Financial Services report slowing growth and profits falling at their fastest rate in 15 years – Financial Services Survey
03 October 2024
Financial services business volumes growth slowed in the third quarter, after strong growth last quarter. That’s according to the latest CBI Financial Services Survey. Firms expect volumes to be broadly flat over the next three months.
The quarterly survey, conducted between 29 August and 16 September, also showed that optimism decreased, and headcounts fell after five consecutive quarters of growth. Profitability fell sharply in the quarter to September, at its quickest rate since March 2009. Average spreads declined at a survey record pace (since 1989), while the value of non-performing loans rose at the fastest pace since March 2021.
Key findings:
- Growth in business volumes slowed in the quarter to September (weighted balance of +6%) after a solid increase in the quarter to June (+22%). Firms expect volumes to be broadly unchanged (-1%) in the next three months.
- Optimism decreased in September, compared with three months ago (-13% from +17% in June).
- Average spreads fell at a survey-record rate in the quarter to September (-55% from -16% in June) and are expected to decline at a similarly rapid pace over the next three months (-54%).
- The value of non-performing loans increased in the quarter to September (+16% from +11% in June) at the fastest rate since March 2021. Their value is expected to rise at a similar pace over the next quarter (+15%).
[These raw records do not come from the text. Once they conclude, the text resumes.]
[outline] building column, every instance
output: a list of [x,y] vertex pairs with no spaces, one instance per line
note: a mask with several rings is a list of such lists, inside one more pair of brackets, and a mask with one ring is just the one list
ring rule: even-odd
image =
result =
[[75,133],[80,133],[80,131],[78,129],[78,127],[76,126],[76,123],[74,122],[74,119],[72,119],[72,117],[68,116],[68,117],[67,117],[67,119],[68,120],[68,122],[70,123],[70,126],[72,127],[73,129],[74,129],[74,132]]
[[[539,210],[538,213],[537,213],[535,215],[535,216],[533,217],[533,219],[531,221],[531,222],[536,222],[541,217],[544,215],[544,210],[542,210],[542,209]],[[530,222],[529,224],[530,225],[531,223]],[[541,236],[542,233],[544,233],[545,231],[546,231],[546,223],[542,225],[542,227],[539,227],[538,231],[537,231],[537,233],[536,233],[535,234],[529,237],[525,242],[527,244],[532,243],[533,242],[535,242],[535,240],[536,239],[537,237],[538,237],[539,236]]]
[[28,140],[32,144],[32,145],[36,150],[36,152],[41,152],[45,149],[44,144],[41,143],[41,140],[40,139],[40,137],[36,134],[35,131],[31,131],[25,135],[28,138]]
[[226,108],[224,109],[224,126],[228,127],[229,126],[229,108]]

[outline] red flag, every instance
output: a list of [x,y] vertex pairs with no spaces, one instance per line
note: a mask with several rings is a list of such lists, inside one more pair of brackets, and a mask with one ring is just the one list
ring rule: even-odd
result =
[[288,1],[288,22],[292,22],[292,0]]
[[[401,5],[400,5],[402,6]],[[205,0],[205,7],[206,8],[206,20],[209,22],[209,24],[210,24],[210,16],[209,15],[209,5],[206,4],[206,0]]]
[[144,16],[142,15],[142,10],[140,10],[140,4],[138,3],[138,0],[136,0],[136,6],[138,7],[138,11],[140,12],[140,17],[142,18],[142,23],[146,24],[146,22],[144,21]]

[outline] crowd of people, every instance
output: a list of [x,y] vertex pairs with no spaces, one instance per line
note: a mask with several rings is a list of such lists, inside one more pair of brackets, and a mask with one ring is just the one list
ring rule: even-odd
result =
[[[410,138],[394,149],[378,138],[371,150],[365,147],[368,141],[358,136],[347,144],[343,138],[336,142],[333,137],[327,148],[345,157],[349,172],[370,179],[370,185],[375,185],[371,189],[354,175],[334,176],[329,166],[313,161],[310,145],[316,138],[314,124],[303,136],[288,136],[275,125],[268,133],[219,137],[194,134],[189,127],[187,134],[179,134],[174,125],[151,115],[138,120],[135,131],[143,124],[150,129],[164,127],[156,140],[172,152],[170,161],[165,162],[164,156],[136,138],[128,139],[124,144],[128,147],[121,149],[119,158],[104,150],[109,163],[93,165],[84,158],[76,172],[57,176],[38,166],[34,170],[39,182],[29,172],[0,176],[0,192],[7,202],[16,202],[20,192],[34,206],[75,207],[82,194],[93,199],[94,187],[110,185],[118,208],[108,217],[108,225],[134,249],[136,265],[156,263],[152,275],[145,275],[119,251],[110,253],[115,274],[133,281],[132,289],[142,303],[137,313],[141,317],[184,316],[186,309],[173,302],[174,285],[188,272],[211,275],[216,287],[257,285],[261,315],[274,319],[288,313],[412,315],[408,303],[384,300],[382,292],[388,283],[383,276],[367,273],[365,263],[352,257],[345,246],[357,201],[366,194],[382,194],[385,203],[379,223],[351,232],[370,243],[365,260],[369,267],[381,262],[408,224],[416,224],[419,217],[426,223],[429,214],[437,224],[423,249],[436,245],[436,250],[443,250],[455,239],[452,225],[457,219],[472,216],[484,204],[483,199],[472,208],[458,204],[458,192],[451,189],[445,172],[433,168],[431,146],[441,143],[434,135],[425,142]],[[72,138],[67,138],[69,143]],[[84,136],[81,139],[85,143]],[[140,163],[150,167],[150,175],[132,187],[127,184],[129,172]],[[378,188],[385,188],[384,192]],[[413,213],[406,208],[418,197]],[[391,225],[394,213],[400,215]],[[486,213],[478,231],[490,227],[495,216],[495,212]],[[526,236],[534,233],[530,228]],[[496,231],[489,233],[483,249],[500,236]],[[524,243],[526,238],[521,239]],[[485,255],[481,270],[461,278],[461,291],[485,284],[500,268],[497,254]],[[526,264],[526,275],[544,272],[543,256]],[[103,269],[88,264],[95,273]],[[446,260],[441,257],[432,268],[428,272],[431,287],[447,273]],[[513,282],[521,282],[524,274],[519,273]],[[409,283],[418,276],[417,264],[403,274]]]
- Profitability fell in the quarter to September at the fastest rate since March 2009 (-43% from -5% in June). FS firms expect profitability to be flat over the next three months (+1%).
- Headcount shrank in the quarter to September (-15% from +18% in June) for the first time since March 2023. Firms expect headcount to fall at a similar pace next quarter (-16%).
- Firms expect to decrease investment in land & buildings in the next 12 months (compared to the last 12) to the greatest extent in survey history. Capital expenditure on vehicles, plant & machinery is also expected to fall, while investment in IT is set to increase modestly.
- A record share of firms (66% from 29% in June) reported that “other” factors are likely to limit capital expenditure over the next 12 months, which was widely attributed to uncertainty about the “tax environment” due to the upcoming Autumn Budget.
- Inadequate net return was the second-most cited factor likely to limit future investment, rising to its highest since September 2022 (46% from 22% in June).
- The share of firms citing cost of finance as a concern fell considerably (1% from 36% in June).
Louise Hellem, CBI Chief Economist said:
“After two strong quarters of activity this year, financial services firms are now reporting slower business volumes growth and falling optimism. A record-fast fall in spreads and moderate rise in non-performing loans have contributed to profits falling at their quickest rate since 2009. Investment intentions have also deteriorated further, with companies raising concerns around inadequate net returns and the tax implications of the upcoming Autumn Budget.”
“This means that the government must provide firms with the clarity and confidence they need to invest in the UK. Publishing a business tax roadmap, a clearer, fairer and more competitive business rates system, and keeping up momentum on recently announced planning reforms, along with a modern, international industrial strategy, would go a long way in delivering the confidence businesses and investors are looking for.”
Notes to Editors: The latest Financial Services Survey was conducted between 29 August and 16 September. 141 firms replied.
A ‘balance’ is the difference in percentage points between the weighted percentage of firms answering that output is “up” and the percentage answering “down”. For example, if 30% of firms say that business volumes are is up, 60% that it they are unchanged, and 10% that they are down, the balance statistic is +20%.